Avis was born in Terang but her father's search for work in the 1920s saw them moved all over the state.
She went to at least dozen schools but was always at the top of the class.
She was an avid reader and had a wealth of knowledge.
But son Stephan Quarrell said his fondest memories of Avis were probably the phone calls where they would share a joke.
"She loved a joke," he said.
Avis would write down every joke he told her, and sometimes that meant it could take 10 minutes to get to the punch line.
He said one day she handed him an envelope filled with all the jokes he'd told her that she'd written down.
Not only did she like to read and tell a joke, Avis like to take photos.

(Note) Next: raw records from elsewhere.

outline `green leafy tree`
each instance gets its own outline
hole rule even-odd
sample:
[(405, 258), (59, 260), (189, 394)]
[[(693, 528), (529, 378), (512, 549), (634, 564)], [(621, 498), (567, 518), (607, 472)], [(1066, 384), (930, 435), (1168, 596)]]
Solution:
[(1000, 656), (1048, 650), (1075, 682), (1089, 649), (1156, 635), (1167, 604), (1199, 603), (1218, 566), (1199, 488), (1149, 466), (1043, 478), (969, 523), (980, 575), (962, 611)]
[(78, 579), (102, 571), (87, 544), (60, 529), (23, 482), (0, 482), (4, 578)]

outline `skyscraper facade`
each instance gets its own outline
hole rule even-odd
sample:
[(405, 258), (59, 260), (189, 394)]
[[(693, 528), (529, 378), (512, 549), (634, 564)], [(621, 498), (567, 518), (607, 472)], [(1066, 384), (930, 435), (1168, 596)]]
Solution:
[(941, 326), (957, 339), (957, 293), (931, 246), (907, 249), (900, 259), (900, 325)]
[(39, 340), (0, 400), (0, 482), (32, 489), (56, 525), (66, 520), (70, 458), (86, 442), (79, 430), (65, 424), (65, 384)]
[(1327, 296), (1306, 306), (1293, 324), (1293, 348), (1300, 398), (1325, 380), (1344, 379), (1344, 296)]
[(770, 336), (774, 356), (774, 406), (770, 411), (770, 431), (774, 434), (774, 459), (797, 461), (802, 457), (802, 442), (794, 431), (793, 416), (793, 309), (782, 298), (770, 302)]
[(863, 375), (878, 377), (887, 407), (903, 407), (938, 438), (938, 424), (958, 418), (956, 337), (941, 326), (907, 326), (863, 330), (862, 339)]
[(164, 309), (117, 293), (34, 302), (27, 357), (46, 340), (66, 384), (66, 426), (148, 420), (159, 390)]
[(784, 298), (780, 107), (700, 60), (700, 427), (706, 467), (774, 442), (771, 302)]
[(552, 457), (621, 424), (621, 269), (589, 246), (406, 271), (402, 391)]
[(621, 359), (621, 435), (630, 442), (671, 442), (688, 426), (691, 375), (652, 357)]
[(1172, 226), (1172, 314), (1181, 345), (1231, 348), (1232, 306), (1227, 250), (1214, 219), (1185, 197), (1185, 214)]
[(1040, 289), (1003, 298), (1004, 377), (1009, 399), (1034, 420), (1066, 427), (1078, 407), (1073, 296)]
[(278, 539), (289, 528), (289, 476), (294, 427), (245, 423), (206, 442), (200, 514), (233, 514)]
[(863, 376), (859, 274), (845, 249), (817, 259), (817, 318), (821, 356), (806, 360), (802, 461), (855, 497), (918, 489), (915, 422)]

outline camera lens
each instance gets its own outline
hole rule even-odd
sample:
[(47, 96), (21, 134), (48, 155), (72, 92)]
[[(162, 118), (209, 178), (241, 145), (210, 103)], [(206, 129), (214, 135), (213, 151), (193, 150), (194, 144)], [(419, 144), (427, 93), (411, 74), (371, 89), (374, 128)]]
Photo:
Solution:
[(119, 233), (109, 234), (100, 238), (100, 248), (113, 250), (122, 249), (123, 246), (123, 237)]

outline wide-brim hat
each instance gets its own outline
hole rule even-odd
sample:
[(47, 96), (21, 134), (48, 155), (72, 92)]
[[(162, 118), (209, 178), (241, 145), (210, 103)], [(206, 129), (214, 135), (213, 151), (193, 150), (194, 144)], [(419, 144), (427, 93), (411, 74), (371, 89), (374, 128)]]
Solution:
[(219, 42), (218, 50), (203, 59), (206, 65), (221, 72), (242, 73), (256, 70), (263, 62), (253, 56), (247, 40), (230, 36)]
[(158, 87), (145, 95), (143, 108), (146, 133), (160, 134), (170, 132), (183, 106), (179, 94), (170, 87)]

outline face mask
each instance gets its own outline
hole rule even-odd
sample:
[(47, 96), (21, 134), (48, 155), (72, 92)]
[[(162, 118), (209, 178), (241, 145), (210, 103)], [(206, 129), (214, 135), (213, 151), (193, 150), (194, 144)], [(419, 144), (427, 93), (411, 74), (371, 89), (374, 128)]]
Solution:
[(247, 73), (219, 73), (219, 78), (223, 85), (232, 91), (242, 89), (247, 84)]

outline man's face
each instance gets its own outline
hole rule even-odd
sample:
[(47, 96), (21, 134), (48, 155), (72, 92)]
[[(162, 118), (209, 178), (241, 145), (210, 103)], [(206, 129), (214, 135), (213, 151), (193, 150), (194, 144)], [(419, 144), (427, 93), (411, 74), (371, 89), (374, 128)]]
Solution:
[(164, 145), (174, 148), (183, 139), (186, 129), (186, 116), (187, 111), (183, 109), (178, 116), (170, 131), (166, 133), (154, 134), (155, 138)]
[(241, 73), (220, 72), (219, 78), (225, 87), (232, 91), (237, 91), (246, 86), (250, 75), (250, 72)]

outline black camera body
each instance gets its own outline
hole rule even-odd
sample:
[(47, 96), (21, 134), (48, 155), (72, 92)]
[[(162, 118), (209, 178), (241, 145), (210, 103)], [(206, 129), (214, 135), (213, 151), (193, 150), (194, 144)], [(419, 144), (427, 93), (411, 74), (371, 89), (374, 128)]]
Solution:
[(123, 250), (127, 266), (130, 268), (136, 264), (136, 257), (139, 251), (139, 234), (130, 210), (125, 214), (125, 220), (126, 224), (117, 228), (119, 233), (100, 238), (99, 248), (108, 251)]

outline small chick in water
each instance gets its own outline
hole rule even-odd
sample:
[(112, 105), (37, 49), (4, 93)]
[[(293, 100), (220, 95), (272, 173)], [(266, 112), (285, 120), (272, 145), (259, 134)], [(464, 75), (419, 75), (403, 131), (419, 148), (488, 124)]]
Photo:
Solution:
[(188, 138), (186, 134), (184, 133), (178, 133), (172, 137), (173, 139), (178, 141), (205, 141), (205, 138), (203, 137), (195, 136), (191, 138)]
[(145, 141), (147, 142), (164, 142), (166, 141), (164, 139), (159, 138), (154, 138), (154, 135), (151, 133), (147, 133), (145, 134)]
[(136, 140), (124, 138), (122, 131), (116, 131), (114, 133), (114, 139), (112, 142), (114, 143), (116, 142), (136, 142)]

On her 10th birthday when they were living in Nhill she was given a box brownie camera. It still sits on the shelf at her house alongside the photo she captured one day when a bi-plane landed in town and out stepped Australian aviation pioneer Charles Kingsford-Smith.
Avis went on to become a good photographer later joining the Camperdown Camera Club, winning prizes and becoming a judge.
When she retired and moved to Warrnambool she published tourist books filled with photos she'd taken. She was also a volunteer at Flagstaff Hill for three decades.
Avis had desperately wanted to serve in the army during World War II, and at 18 begged her father to allow her to enlist. Her dad, who had served in WWI and went onto serve in WWII, wouldn't hear of it.
But when she turned 19 she joined the Australian Women's Army Service where she served for more than three years. She was on radar duty one night in Sydney when Japanese two-man submarines came into the harbour.
Even as a youngster in the army, Avis loved a good gag.
Stephan said that a bomber aircraft had flown under the Sydney harbour bridge during the war as a bit of joke.
"He did it because mum goaded him," he said.
"Of course he got confined to barracks for a while. Mum liked dancing and he was confined, so off they went dancing."
Avis has three children - Anne, Stephan and David - six grandchildren and 20 great grandchildren.